Friday, December 9, 2011

Unit tests - a useful thing causing occasional pain

For whoever has never heard that expression, unit tests are a way to test the functionality of a program or library in an automated way, by for example checking the evaluation result of test data. This is a great thing and can help massively in identifying coding mistakes. CMake provides a mechanism, and in many KDE packages test routines are included.
So far, so good, this is the theory, now let's look at reality. In Gentoo, the main KDE distribution is split into 295 (!) packages. Many dont have any tests (oxygen-icons comes to my mind as a nice example). Of those that have, 37 now have all the test routines hard disabled, and I guess a few are missing that I still have to add to the list. Why? Well, first of all, you have to know that compilation usually runs in Gentoo as an unprivileged user detached from any graphical desktop session, and this user also runs the test routines. In addition, tests should also run fine "offline", i.e. without internet connection. One of our developers is running a great thing called a "tinderbox", where build and unit tests in various configurations are automated- in an isolated environment, and possibly even without network access. So, what can go wrong?
  • The tests need X11. Well, actually we can get around this, with a nice hack called virtualx. A background framebuffer X server is started for the test phase only, and the tests are redirected to that display. Works even sometimes. :o)
  • The tests need a dbus session bus. I think we could get around this too, but nobody bothered to do it so far and I'm not a dbus expert. 
  • The tests need an entire KDE desktop to interact with. Yes, that happens, and unfortunately, we have to disable them in this case, see above. 
  • The tests try to download a data set from, say, IMDB, CDDB, or similar. Bad, bad, bad, see above.
  • Next, the tests pop up dialog boxes asking for user interaction. A window asking for a GnuPG passphrase is my personal favourite... 
  • And last, what I particularly like is a unit test that fails... and after digging into the test log, I see a fat comment "This does not work yet and needs to be fixed!"
I guess at least part of the above points is a matter of policy. Test routines requiring user interaction can provide valid information, but of course they are not particularly useful for automated testing... Anyway...

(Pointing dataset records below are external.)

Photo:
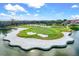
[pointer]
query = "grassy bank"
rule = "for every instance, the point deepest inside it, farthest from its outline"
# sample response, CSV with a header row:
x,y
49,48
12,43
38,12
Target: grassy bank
x,y
53,33
75,27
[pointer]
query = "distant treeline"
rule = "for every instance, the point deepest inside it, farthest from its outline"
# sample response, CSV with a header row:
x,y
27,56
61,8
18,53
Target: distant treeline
x,y
13,22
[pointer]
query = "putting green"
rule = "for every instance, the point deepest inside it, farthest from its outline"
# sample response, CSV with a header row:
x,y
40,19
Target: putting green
x,y
53,33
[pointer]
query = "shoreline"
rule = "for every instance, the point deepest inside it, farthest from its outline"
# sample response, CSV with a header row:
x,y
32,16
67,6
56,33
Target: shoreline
x,y
32,43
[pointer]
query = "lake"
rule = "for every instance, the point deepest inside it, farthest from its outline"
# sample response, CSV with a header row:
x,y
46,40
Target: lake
x,y
70,50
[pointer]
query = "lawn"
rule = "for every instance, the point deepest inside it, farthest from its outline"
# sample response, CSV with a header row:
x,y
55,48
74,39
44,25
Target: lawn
x,y
53,33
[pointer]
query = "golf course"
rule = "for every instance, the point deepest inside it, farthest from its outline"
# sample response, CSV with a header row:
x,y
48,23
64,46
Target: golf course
x,y
44,33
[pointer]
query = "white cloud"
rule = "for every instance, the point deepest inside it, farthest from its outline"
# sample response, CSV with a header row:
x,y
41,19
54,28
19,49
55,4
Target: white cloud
x,y
74,16
36,3
16,7
36,15
75,6
2,14
46,1
28,14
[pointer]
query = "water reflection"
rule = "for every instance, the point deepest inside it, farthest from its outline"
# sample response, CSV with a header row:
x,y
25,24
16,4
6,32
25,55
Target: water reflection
x,y
6,50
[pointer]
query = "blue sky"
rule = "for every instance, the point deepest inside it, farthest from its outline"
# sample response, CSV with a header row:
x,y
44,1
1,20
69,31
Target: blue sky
x,y
46,11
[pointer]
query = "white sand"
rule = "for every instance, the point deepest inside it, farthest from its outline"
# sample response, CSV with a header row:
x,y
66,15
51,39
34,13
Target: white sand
x,y
31,33
28,43
42,35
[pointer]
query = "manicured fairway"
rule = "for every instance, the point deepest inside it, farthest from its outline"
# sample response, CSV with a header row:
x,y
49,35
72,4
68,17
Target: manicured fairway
x,y
53,33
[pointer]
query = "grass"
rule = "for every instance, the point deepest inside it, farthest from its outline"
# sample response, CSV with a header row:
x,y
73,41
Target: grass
x,y
74,27
53,33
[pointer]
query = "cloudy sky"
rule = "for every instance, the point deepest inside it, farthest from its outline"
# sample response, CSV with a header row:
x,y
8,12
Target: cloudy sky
x,y
39,11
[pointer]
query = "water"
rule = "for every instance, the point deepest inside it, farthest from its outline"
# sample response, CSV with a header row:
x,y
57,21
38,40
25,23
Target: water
x,y
70,50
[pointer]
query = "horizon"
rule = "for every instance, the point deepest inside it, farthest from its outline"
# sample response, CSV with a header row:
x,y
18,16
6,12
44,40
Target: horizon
x,y
38,12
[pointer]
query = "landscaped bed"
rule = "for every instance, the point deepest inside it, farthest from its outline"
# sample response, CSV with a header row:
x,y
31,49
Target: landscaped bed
x,y
48,33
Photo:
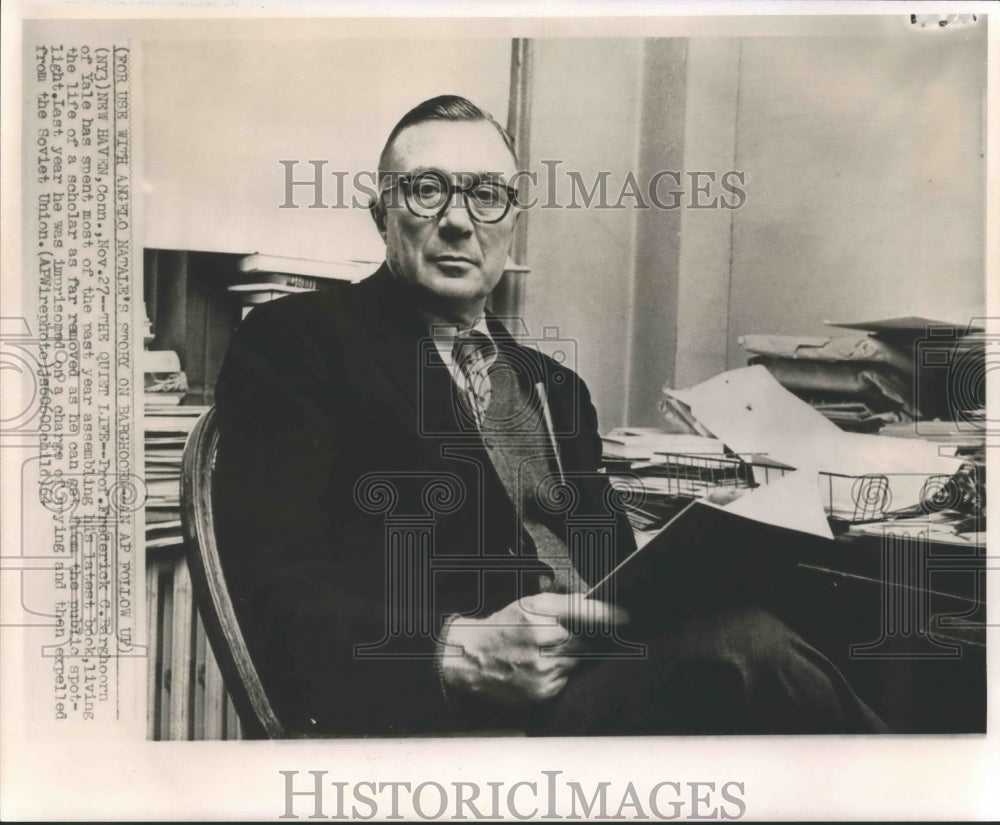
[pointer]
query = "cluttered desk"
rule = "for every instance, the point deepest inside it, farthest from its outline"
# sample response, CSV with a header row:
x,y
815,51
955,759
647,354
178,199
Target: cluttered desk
x,y
870,458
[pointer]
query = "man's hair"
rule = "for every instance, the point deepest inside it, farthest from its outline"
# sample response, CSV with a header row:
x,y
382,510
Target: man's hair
x,y
444,107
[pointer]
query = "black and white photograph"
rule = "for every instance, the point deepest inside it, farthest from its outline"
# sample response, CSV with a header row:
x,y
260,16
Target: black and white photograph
x,y
553,415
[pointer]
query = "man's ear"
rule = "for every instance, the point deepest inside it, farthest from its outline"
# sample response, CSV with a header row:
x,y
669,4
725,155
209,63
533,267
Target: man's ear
x,y
377,210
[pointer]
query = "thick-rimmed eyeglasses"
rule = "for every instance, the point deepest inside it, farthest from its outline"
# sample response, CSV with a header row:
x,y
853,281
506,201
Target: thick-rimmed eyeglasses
x,y
429,194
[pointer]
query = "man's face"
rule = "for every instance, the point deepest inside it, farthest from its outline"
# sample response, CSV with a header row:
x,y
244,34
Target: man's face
x,y
456,259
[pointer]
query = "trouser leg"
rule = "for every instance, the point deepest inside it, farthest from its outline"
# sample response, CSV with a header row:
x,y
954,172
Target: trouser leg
x,y
735,671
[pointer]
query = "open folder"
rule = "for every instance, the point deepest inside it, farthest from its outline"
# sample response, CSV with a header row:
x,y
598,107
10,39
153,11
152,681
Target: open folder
x,y
709,555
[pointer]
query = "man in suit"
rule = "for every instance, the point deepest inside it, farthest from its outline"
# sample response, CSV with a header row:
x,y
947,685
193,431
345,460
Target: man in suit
x,y
408,507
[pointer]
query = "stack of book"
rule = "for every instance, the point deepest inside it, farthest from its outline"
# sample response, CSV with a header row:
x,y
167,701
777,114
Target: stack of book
x,y
164,382
264,278
166,432
657,472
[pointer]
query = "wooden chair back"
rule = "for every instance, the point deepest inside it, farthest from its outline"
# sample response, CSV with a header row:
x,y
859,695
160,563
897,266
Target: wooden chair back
x,y
210,591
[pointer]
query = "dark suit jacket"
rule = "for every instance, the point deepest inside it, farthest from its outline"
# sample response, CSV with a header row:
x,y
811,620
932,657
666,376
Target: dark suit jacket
x,y
356,507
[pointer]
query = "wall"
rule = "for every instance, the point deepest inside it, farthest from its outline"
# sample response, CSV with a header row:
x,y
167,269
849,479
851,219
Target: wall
x,y
219,115
865,193
866,186
585,114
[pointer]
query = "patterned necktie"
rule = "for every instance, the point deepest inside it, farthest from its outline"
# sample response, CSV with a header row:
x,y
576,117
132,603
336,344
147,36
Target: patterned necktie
x,y
473,353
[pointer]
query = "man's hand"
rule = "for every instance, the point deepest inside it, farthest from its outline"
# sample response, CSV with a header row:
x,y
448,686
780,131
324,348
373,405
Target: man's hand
x,y
524,652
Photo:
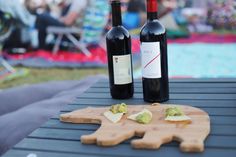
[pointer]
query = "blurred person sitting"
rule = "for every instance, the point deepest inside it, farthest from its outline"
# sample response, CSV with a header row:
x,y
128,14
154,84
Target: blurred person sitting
x,y
74,11
135,15
22,19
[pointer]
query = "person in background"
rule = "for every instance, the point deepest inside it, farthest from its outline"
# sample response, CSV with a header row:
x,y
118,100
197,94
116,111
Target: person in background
x,y
45,20
135,15
18,12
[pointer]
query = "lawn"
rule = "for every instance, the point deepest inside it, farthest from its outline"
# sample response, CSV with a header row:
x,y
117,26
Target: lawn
x,y
44,75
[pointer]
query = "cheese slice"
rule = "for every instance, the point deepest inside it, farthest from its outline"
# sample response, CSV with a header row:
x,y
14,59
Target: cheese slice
x,y
114,118
133,116
178,118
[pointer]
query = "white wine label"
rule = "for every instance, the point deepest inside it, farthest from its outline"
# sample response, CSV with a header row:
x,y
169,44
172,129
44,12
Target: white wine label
x,y
122,69
151,59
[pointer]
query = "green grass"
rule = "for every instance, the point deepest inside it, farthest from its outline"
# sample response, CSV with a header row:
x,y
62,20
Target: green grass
x,y
44,75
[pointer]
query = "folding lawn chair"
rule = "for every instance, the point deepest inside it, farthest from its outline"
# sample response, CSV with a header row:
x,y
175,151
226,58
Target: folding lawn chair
x,y
7,72
6,28
94,22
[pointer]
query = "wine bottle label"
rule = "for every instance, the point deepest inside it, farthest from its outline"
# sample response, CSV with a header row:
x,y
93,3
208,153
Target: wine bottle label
x,y
122,69
151,59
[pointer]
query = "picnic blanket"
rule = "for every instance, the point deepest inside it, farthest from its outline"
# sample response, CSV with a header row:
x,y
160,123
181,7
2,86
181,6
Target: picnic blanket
x,y
24,109
45,59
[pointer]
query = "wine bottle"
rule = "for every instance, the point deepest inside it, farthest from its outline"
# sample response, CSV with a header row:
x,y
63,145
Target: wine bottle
x,y
118,42
154,57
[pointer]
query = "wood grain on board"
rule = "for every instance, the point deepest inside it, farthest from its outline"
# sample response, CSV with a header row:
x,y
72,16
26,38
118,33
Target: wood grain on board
x,y
190,135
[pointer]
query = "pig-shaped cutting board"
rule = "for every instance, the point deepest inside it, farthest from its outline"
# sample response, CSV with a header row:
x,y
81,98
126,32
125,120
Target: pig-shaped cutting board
x,y
159,131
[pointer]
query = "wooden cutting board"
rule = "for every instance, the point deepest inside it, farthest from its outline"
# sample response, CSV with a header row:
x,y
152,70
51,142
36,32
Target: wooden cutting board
x,y
190,135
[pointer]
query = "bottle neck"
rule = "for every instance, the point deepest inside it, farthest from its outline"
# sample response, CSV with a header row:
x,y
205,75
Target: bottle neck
x,y
116,13
152,6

PS. This blog post took slightly longer to write since a libreoffice-3.5 build in the background went berserk... load 65, >180 concurrent compilers... :D

8 comments:

  1. Very good blog post to make the kde test situation visible. My opinions about unit tests: Better have no tests rather than bad written or unmaintained tests.

    ReplyDelete
  2. personally I don't see how packagers should be concerned here? unit tests are aimed at developers, why do you run them at all? here are a few comments though:

    regarding X11: run xvfb. if you test user interaction (raw mouse stuff, squish stuff), you'll need x11.

    regarding dbus: if you test something that requires dbus, then there is nothing you can do about that - better have a test that requires dbus than no test at all.

    regarding failing unit tests: developers, use Q_EXPECT_FAIL in code or set_tests_properties(mytest PROPERTIES WILL_FAIL) in cmake

    regarding downloading data: if you test kio stuff e.g. then what else should you do? otherwise of course shipping test data with the unit test should be preferred.

    but again, I don't really see the point in the blog post. unit tests are *always* good - but only aimed at developers. "make install" doesn't run them on purpose.

    bye

    ReplyDelete
  3. @milianw: it is quite a standard practice for packagers to run automated tests at build time. That can help detecting bugs before actually shipping packages.

    Regarding dbus, I can suggest two options:

    - Start your own dbus session. It all boils down to running "export $(dbus-launch)" before running your tests.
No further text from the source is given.